Handling scrolling of the list

Finally, we want the list to scroll, when the item being dragged is close to the top or bottom of the scrollablle area. This is pretty easy to do:

  • When the item is some distance away from the top or bottom of the screen, we scroll the screen in that direction, we call that the scroll trigger area.
  • Having a fixed size scroll trigger at all times does not work well, as if the user starts dragging an item close to the edge of the screen, the screen starts scrolling unexpectedly.
  • The size of the scroll trigger is reduced to the position the user initially touched, so that moving towards the edge of the screen starts the scroll in that direction.
  • Moving towards the centre of the screen expands the size of the scroll trigger, so that when the user moves their pointer towards the edge again, it starts scrolling the screen earlier.

Closing notes

Personally, I learned quite a lot about how to approach things in browsers while writing this. For example, I expected that approaches of re-ordering the DOM nodes in real-time would be fast, as I assumed the browser would be storing these internally as independent heap-allocated structures (think C structs) pointed to by references in the parent element.
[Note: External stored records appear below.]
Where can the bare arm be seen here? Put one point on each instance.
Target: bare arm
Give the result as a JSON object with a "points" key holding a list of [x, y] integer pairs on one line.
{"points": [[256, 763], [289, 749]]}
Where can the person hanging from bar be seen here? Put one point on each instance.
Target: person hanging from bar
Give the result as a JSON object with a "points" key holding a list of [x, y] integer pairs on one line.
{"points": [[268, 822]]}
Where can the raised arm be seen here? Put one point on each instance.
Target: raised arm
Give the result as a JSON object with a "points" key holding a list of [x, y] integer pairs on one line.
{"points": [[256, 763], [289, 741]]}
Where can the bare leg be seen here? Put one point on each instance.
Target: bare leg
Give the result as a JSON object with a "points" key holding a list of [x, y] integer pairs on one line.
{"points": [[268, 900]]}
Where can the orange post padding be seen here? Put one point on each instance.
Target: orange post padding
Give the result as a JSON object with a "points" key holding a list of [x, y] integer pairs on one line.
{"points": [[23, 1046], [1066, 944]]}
I expected that re-ordering items in the DOM would amount to nothing more than rearranging pointers in memory. If that was the case we could easily re-draw the whole list at 60+ FPS on a modern computer, even if it contained thousands of elements. The browser already knows the sizes of these elements, and that we have not resized them, so there shouldn't be much work to do.

In practice, this approach was very slow and visually jittery, so I guess my mental model of browser implementation must be wrong. I have learned that the best way of moving items in real time seems to be translating them using CSS transforms, as I noted.

Finally, there are a few obvious ways that this code could be optimised:

  • Put the location look-up data into a special hierarchy, instead of looping through the whole array linearly every frame.
  • Don't transform elements which are outside the viewport. The previous point about a special hierarchy could allow us to quickly query what set of elements are currently visible.

However in practice, I find the naive approach fast enough for my needs.